Dies hieße einerseits, dort zu fordern, wo bis jetzt zu wenig gegeben wird. „Wer viel stärker in die Verantwortung genommen werden muss, und da setze ich auf euch, sind die Arbeitgeber“, sagte Annelie Buntenbach. Ein Mindestlohn von mindestens 8,50 Euro seien ebenso notwendig wie die Bekämpfung von Kinderarmut und die Abschaffung der „elenden Herdprämie“.

Die Relevanz von Bildungspolitik als maßgebliche, aber nicht einzige Säule der Sozialpolitik thematisierte Jutta Allmendinger, Präsidentin des Wissenschaftszentrums für Sozialforschung Berlin. Es sei schon lange bekannt, dass inklusive Modelle, wie ein einteiliges Schulsystem, am besten seien, um Ursachen von Benachteiligung und Armut entgegenzuwirken. Nun müssten diese Modelle endlich eine breite Umsetzung bekommen, so Allmendinger. Sie kritisierte die Exzellenzförderung und Bildung von privaten Schulen als falsche Lenkung des Bildungssystems. Stattdessen müsste man Schulen an Brennpunkten unterstützen und die Möglichkeit schaffen, auf die Vielfältigkeit der Schülerinnen und Schüler eingehen zu können.

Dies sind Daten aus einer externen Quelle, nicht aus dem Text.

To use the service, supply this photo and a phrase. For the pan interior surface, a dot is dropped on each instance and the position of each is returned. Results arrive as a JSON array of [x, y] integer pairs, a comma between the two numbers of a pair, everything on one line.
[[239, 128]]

Mit dem Antrag des Bundesvorstands wurde ein umfassendes Konzept zur Armutsbekämpfung in allen Gesellschaftsgruppen von einer überwältigenden Mehrheit der Delegierten verabschiedet. Eine Altersvorsorge, die auch dann eine angemessene Grundsicherung ist, wenn die Erwerbsbiografie nicht der Norm des männlichen jahrzehntelangen Vollbeschäftigten entspricht.

Rückhalt für die Benachteiligten

Vor allem aber fordert der Beschluss einen Rückhalt für diejenigen, die auch schon vorher benachteiligt werden. Ein besonderer Fokus liegt hierbei auf einer eigenständigen Existenzsicherung für Frauen, die nicht ohne einen Abschied von Minijobs und der überfälligen Bereitstellung von Kitaplätzen funktionieren wird. Ebenso soll Menschen mit Beeinträchtigungen ein selbstbestimmtes Leben ermöglicht werden.

Als Sofortziele des Antrages nannte Astrid Rothe-Beinlich auch ein Ende der aktuellen Situation von Asylbewerberinnen und Asylbewerbern. „Da steht nicht mehr und nicht weniger als auch die Abschaffung des diskriminierenden Asylbewerberleistungsgesetzgebung drin“, sagte die Frauenpolitische Sprecherin der Grünen. Denn die Würde des Menschen sei unantastbar und der Wert einer Gesellschaft müsse immer am Umgang mit den Schwächsten bemessen werden.

Bundesvorstands- und Parteiratswahlen

Nach der Sozialpolitischen Debatte waren die Delegierten aufgerufen, ihre Parteiführung neu zu wählen. Der Bundesvorstand mit Claudia Roth, Cem Özdemir, Steffi Lemke, Benedikt Mayer, Astrid Rothe-Beinlich und Malte Spitz wurde komplett bestätigt.

Im neuen Parteirat sind jetzt: Bärbel Höhn, Katrin Göring-Eckardt, Annalena Baerbock, Gesine Agena, Renate Künast, Theresa Schopper, Rebecca Harms, Jürgen Trittin, Volker Beck, Gerhard Schick, Johannes Remmel, Tarek Al-Wazir und Rasmus Andresen. Weitere Informationen findet ihr in unserem Artikel über die Wahlen.

V-Anträge

Von den ausgewählten Verschiedenes-Anträgen wurden unter anderem eine Angabe von CO2-Emissionen bei allen Fernverkehsmitteln, die Einführung einer Kennzeichnungspflicht bei Verwendung von tierischen Bestandteilen und tierischen Produkten in Lebensmitteln, die Bekämpfung von Folter, eine Ablehnung von bewaffneten Drohnen bei der Bundeswehr sowie ein Verfahren für den Antrag zum Thema Beschneidung beschlossen. Der Antrag zum Thema Beschneidung wird an die auf der Freiburger BDK 2010 gebildete Kommission zum Religionsverfassungsrecht verwiesen.